24 anni, eritreo, scheletrico: così si muore nel Mare Nostrum. Ammatuna: “Mi è tornata in mente Auschwitz”

Ci siamo trovati di fronte ad una scena che nel 2018, nella civilissima Europa, pensavo fosse impensabile. Quelle persone erano pelle e ossa, mi sono tornate in mente le immagini dei campi di concentramento di Auschwitz e Mauthausen. Mi è sembrato di fare un salto indietro di 70 anni, verso quell’orrore”. E’ ancora scioccato il sindaco di Pozzallo, Roberto Ammatuna, che si trovava al porto ieri quando è arrivata la nave della ONG spagnola Open Arms con a bordo i 91 migranti provenienti dal Corno d’Africa.

Tra di loro un giovane eritreo che aveva compiuto 24 anni il 6 marzo e che in serata è spirato all’ospedale Maggiore di Modica, dov’era stato trasferito in condizioni disperate, fortemente malnutrito e con problemi respiratori. Il ragazzo era stato fatto scendere per primo e immediatamente rifocillato e soccorso, ma dopo qualche ora le sue condizioni sono peggiorate, fino alla morte. La salma si trova adesso nella camera mortuaria del Maggiore, ed è probabile che il magistrato disponga l’autopsia.

Anche la maggior parte dei suoi compagni di viaggio è denutrita e indebolita, molti hanno la scabbia e altri cinque sono stati ricoverati. Nessuno sa di preciso da quanto tempo fossero senza acqua né cibo.

Il ragazzo in questione era ormai incapace di reagire, il sistema immunitario azzerato dalla debolezza” racconta Roberto Ammatuna, che dello sbarco di ieri ha la doppia visione di primo cittadino e di medico. “Impressionante” è il termine che non smette di ripetere. “Ci sono sbarchi e sbarchi – aggiunge – e molto dipende dalla nazionalità. I tunisini, ad esempio, raramente presentano problemi fisici, tutt’altro. Altri, soprattutto quelli provenienti da Eritrea ed Etiopia, arrivano qua in condizioni pietose, dopo lunghissimi viaggi a piedi o con mezzi di fortuna, senza cibo, e imbarcati dopo un periodo in veri campi di concentramento. Da questo punto di vista, la linea di demarcazione tra i migranti economici e quelli che scappano dai paesi in guerra non è molto netta: si muore anche di fame, non solo per le bombe”.

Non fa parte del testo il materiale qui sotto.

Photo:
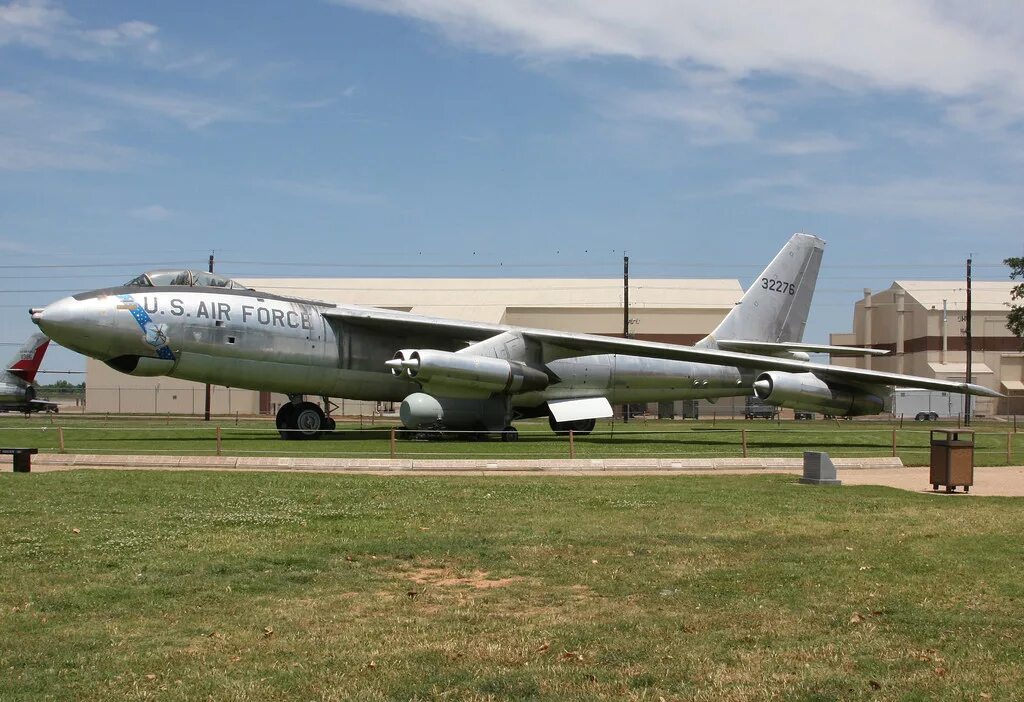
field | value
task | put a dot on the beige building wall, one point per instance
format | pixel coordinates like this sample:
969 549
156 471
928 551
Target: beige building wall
668 310
907 320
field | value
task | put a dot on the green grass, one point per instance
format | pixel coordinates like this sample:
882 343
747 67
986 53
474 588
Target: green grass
638 438
268 586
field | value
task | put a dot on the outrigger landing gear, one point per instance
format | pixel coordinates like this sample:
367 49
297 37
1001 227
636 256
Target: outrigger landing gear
580 427
301 420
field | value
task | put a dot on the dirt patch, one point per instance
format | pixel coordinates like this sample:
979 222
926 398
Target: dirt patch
439 576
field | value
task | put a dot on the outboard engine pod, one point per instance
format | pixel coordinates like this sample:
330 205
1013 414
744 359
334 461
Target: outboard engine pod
807 391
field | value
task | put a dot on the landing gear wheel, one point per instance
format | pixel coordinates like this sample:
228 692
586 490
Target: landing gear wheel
307 421
286 420
580 427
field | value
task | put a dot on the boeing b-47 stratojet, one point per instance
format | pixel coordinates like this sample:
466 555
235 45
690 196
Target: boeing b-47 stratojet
461 375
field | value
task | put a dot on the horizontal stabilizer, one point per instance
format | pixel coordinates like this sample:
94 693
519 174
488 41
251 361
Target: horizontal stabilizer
586 408
772 348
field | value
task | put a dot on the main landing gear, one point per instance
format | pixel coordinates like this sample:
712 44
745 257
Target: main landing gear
301 420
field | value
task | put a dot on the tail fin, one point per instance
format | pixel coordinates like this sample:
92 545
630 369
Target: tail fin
775 306
26 362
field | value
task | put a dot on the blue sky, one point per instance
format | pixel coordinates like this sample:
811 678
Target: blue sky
475 137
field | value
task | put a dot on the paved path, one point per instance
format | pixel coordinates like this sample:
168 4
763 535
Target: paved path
886 472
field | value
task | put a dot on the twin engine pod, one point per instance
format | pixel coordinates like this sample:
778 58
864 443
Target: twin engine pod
460 375
807 391
9 393
141 365
421 410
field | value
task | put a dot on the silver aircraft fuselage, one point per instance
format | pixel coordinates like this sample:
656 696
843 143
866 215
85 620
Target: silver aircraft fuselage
247 339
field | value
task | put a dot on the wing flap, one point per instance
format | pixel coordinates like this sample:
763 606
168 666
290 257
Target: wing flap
781 347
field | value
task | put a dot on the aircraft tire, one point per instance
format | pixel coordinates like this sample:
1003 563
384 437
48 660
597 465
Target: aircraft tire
307 421
580 427
285 420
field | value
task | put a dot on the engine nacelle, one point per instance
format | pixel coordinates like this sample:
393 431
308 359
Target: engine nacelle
460 375
421 410
807 391
141 365
12 394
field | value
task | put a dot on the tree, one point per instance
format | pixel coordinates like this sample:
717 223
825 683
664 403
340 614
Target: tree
1015 319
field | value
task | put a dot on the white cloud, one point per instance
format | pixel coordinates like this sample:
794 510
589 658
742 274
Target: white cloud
45 26
913 44
968 59
810 144
152 213
321 190
37 135
935 200
195 112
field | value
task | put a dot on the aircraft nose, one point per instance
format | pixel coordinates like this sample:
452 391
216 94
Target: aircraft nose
66 321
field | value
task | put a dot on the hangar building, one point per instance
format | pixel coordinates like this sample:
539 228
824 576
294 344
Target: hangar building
922 323
667 310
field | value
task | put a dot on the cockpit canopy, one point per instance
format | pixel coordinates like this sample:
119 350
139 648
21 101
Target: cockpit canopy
185 278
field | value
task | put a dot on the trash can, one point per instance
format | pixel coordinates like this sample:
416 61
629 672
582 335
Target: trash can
952 458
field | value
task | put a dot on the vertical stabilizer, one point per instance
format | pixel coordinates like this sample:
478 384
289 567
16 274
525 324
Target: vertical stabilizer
26 362
775 306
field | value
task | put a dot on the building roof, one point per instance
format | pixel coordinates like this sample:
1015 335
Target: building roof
487 299
985 295
958 369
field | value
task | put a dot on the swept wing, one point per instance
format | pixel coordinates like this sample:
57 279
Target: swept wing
564 345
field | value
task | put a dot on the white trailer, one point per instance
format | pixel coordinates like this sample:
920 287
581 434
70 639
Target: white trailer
928 405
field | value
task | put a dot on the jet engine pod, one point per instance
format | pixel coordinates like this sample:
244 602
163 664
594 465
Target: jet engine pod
13 394
141 365
421 410
462 375
807 391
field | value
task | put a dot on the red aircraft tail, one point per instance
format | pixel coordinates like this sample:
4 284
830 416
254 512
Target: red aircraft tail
26 363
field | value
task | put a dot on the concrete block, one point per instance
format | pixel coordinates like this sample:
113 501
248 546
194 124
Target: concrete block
818 470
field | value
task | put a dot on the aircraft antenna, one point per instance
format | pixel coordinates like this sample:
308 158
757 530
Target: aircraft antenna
967 375
206 409
626 317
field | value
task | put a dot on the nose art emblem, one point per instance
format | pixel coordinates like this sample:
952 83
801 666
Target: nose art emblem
155 335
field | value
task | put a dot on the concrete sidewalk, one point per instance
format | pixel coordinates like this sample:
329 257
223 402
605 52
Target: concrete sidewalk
870 471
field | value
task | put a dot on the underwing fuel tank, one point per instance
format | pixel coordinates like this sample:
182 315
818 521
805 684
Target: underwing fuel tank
460 375
807 391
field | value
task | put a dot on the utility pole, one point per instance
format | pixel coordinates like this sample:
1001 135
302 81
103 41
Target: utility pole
206 411
626 317
967 375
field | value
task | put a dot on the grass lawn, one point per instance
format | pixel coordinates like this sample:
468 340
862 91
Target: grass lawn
267 586
638 438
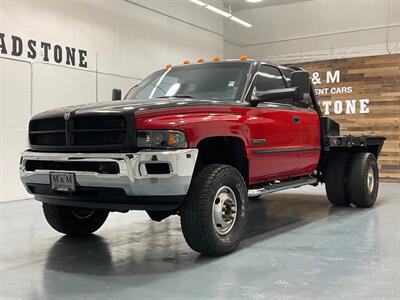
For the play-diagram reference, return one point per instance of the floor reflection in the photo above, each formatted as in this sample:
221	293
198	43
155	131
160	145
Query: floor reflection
152	248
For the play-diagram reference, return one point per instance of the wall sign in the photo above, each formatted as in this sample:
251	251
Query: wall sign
339	106
363	95
18	47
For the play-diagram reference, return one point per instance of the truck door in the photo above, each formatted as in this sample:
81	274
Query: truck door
276	132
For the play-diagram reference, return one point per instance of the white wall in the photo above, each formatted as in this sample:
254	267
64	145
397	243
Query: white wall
128	41
317	30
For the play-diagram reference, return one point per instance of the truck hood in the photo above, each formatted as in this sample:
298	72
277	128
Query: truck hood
130	106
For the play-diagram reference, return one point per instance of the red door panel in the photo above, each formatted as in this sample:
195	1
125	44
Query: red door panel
276	157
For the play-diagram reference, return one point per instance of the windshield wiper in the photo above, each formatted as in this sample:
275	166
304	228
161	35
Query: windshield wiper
175	96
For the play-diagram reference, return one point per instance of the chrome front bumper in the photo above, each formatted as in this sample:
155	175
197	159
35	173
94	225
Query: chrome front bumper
132	176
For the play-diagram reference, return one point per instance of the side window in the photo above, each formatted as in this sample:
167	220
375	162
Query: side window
269	78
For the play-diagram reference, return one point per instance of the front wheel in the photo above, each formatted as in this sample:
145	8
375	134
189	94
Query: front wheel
74	221
214	214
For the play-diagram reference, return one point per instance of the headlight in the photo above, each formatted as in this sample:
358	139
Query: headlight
161	139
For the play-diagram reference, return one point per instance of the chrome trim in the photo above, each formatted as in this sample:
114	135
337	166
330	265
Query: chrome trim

In prima linea durante le operazioni di sbarco, come sempre in questi casi, da anni, il dottor Vincenzo Morello. Lui, però, a differenza di Ammatuna non parla di sbarco “impressionante”, ma “normale”. Di approdi di disperati come quello di ieri ne ha visti a migliaia, di quella sofferenza conosce ogni più piccola sfaccettatura e in riferimento al giovane eritreo deceduto al Maggiore dice solo che era “cachettico, con i parametri vitali al limite”.

La Prefettura ha emanato una nota nella quale si specifica che il giovane è morto a causa di una “pregressa malattia in fase terminale“.